Further extractor functions

qplot(
      fitted(res),
      globulus$phe_X) +
  geom_abline(int = 0,
              sl = 1,
              col = 'darkgrey')
str(resid(res))
##  Named num [1:1021] 1.3 -1.12 4.8 -9.68 3.43 ...
##  - attr(*, "names")= chr [1:1021] "1" "2" "3" "4" ...
extractAIC(res)
## [1] 5863.716
logLik(res)
## 'log Lik.' -2929.858 (df=2)

Hierarchical and Factorial models

  • In globulus, the family (mum) is nested within the provenance (gg)

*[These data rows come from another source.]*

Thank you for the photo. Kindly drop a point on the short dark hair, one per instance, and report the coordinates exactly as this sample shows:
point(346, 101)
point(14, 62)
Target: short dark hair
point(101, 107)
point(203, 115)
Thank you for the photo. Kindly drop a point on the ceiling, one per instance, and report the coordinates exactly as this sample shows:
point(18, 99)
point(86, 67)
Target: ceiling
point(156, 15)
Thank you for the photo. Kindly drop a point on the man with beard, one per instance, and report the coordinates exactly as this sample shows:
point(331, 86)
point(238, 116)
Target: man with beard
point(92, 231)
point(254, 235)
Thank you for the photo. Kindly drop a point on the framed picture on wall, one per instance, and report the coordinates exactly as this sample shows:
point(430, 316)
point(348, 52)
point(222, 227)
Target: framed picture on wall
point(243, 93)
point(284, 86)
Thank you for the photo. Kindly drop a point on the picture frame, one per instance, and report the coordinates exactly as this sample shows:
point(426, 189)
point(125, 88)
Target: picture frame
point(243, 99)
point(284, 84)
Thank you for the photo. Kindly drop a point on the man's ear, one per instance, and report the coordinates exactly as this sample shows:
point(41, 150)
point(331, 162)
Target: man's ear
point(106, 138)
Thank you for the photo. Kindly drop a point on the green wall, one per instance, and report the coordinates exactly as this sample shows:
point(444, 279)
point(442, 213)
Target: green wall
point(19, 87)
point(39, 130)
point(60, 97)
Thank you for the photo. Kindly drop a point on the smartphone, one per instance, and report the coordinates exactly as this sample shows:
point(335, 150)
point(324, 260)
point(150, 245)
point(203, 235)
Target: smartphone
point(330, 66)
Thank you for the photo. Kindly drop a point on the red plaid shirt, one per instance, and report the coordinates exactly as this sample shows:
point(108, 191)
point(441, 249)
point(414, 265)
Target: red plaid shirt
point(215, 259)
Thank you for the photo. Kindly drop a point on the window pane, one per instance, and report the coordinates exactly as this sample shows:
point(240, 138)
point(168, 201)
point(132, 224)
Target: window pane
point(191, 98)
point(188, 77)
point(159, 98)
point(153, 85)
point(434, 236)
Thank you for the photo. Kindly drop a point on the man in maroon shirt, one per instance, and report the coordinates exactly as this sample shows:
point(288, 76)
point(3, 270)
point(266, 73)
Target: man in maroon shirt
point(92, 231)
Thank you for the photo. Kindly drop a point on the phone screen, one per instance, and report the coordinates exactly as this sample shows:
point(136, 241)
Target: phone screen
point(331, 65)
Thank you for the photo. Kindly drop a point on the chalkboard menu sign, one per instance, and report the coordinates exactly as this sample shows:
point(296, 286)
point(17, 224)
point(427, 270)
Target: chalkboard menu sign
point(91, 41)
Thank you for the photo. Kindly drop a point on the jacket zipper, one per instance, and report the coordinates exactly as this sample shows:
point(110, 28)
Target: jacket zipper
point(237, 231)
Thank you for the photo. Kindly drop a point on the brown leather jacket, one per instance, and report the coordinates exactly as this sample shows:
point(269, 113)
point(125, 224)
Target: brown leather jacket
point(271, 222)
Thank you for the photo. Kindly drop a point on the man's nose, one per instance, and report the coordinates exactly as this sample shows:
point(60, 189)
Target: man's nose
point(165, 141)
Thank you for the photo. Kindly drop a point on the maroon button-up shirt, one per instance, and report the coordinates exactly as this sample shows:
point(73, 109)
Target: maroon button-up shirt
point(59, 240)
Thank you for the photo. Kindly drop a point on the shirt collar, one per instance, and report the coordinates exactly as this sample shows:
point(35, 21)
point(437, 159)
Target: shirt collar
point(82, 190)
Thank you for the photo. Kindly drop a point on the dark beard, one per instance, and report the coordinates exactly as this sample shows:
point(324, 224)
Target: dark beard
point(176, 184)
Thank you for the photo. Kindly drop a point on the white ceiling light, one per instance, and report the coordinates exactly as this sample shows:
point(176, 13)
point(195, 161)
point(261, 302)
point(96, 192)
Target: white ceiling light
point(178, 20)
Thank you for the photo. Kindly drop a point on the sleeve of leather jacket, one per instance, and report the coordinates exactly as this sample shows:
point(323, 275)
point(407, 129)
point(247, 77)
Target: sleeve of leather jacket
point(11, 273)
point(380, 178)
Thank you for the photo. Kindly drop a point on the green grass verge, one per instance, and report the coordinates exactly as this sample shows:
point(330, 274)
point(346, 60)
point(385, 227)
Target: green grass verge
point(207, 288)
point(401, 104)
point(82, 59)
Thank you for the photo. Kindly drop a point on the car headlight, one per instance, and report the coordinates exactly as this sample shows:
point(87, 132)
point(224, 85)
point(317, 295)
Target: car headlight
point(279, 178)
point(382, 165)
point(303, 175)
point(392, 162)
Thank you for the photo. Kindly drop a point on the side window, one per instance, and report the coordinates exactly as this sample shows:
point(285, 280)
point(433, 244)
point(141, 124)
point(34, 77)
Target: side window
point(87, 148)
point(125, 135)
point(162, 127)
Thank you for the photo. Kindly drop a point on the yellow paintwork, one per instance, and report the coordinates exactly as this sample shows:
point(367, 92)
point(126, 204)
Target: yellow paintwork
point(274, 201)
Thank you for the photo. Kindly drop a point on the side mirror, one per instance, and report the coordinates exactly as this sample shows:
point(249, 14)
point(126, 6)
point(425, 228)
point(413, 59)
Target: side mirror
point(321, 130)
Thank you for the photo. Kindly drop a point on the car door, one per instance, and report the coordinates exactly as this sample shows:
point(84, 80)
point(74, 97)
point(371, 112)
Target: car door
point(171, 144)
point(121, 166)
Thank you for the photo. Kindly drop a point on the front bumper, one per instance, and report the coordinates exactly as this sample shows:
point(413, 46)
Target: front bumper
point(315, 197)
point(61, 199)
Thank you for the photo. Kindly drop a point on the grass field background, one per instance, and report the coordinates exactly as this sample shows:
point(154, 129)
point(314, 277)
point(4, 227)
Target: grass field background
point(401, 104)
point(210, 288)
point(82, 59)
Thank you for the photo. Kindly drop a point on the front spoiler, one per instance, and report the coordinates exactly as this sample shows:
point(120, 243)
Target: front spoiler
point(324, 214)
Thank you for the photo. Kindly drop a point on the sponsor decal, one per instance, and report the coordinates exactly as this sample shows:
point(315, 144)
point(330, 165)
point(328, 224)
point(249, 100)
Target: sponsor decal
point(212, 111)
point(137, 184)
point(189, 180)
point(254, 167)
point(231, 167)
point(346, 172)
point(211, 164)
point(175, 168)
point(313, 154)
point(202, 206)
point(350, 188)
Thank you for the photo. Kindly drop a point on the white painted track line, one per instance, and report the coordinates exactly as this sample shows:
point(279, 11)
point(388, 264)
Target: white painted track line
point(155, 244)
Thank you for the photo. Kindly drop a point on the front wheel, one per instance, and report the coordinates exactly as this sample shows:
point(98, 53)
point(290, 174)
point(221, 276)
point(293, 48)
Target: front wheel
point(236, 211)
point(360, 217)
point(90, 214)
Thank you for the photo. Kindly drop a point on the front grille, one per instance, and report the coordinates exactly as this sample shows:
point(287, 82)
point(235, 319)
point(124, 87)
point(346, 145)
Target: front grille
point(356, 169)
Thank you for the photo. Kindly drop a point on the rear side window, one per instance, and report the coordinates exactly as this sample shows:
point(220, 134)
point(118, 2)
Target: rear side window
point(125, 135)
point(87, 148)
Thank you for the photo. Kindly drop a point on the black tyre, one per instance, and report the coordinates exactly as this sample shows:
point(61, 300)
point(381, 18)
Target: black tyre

  • This is a matter of codification:

Nested factors

gg mum
A 1
A 2
B 3
B 4

Crossed factors

gg mum
A 1
A 2
B 1
B 2

Model specification

  • Otherwise, in both cases we specify the model in the same way:
random = ~ gg + factor(mum)  # note that mum is numeric
  • Furthermore, this approach can handle unbalanced and mixed designs

Interactions

  • Standard R notation:
random = ~ gg * factor(mum)
  • Not available yet (feature request?)

  • Workaround: build the interaction variable manually

  • Example: gg and block are crossed factors

dat <- transform(globulus,
                 interaction = factor(gg:bl))
random = ~ gg + bl + interaction

Exercise

Hierarchical and Factorial models

  1. Use remlf90() and the globulus dataset to fit
    • a hierarchical model using mum within gg
    • a factorial model using gg and bl
  2. Explore the results with summary()
    • is the family (mum) effect relevant?
    • is there any evidence of interaction between gg and bl?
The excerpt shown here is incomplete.